É raro vermos um jogo em que os dois treinadores fazem publicamente a mesma leitura do que se passou em campo, mas foi isso que aconteceu anteontem após o Benfica-FC Porto. Ora, se tanto Sérgio Conceição como Bruno Lage concordam que o que decidiu o jogo foi a forma como o FC Porto conseguiu impor uma organização defensiva superior, controlando o espaço interior, e soube depois dar perigo às saídas em transição, todos aceitaremos também que isso não é novidade nenhuma. Só que, ao contrário do que Lage disse quando deu os parabéns ao treinador adversário, possivelmente ainda com a frustração da derrota a pesar-lhe em demasia no subconsciente, a questão fundamental não é filosófica. É de ser capaz de, mantendo uma filosofia, mudar de plano prático se aquele que se trouxe para um jogo não está a resultar.
“Não me peçam para me limitar a anular o adversário e sair bem em transição”, disse Bruno Lage, deixando uma farpa a Sérgio Conceição logo depois de lhe dar os parabéns. “Dessa forma não teríamos feito o que fizemos no ano passado”. Tem razão o treinador do Benfica. Como também a tem o técnico do FC Porto na forma como delineou a estratégia para o jogo. Antes de o colocar em prática, a um treinador cabe, antes de mais, uma função: definir o modelo de jogo. E para o fazer não são irrelevantes as caraterísticas dos jogadores que tem ao dispor. Nenhum treinador define o modelo só em função dos jogadores que tem, junta-lhe sempre as suas ideias, mas é louco aquele que acha que vai impor aos seus jogadores um modelo que vai contra aquilo que eles são capazes de fazer em campo. No limite, se um treinador tem uma ideia de jogo fortemente enraizada – por exemplo, futebol apoiado, de toque, baseado na posse e na iniciativa – e chega a um clube cujo plantel está cheio de futebolistas altos e espadaúdos, tecnicamente maus mas fisicamente muito fortes, quem esteve mal foi o diretor que o contratou, porque a escolha vai necessariamente provocar uma má notícia.

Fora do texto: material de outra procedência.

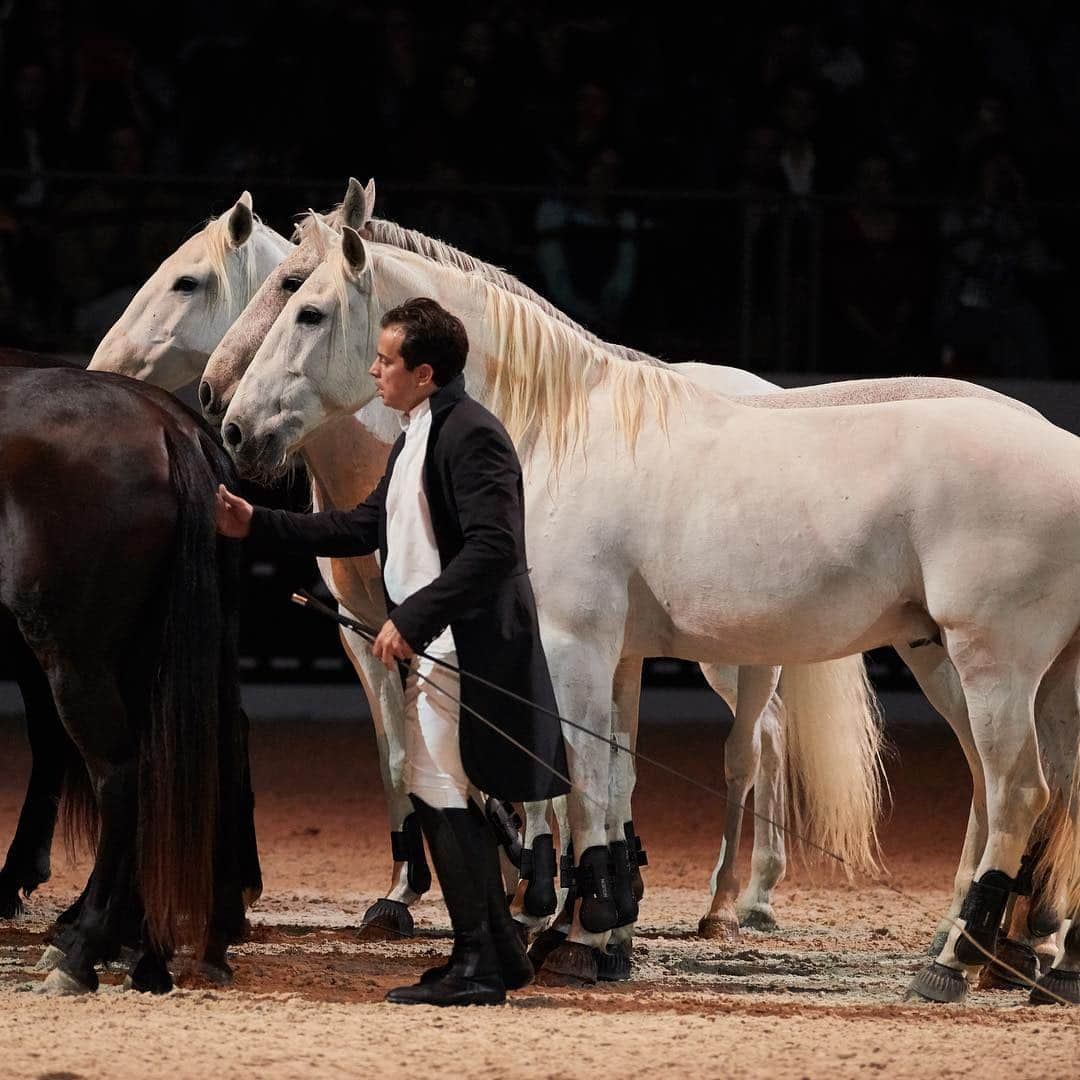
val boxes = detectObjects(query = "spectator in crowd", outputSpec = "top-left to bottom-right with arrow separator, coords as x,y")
857,28 -> 942,192
824,151 -> 932,372
534,146 -> 639,337
545,80 -> 620,187
67,31 -> 152,170
775,80 -> 824,196
0,60 -> 64,208
938,141 -> 1056,377
411,159 -> 512,267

Ou a necessidade de remodelação do plantel ou um treinador fora da sua zona de conforto.
Chegando ao clássico de sábado, Bruno Lage tem toda a razão no que diz. Se quisesse colocar os seus jogadores a fazer o futebol que pratica esta equipa do FC Porto, provavelmente não teria ganho a última Liga. Da mesma forma que Sérgio Conceição poderia dizer que se tivesse posto o seu FC Porto a jogar o futebol deste Benfica também não teria ganho a Liga de há dois anos. A questão é que os modelos não ganham jogos: os dois treinadores já se defrontaram três vezes e não ganhou sempre o mesmo. O que esteve em causa no clássico de sábado não foi o facto de as duas equipas terem filosofias futebolísticas opostas. Foi, sim, o facto de o Benfica nunca ter sido capaz de contrariar os problemas que lhe foram apresentados, de forma prática, pelo FC Porto, naquele dia. Foi o facto de, em campo, os jogadores também não terem tido a noção do que se lhes pedia se o Plano A não estava a resultar, de que era preciso menos jogo aéreo, menos passes verticais, mais largura e velocidade na variação de flanco.
No fundo, isso deveria chegar para nos tranquilizar a todos. Porque o futebol não é – e creio que nunca será – um ambiente totalmente controlado em que à introdução de uma série de variáveis se sucede um resultado inevitável. E isso é muito bom.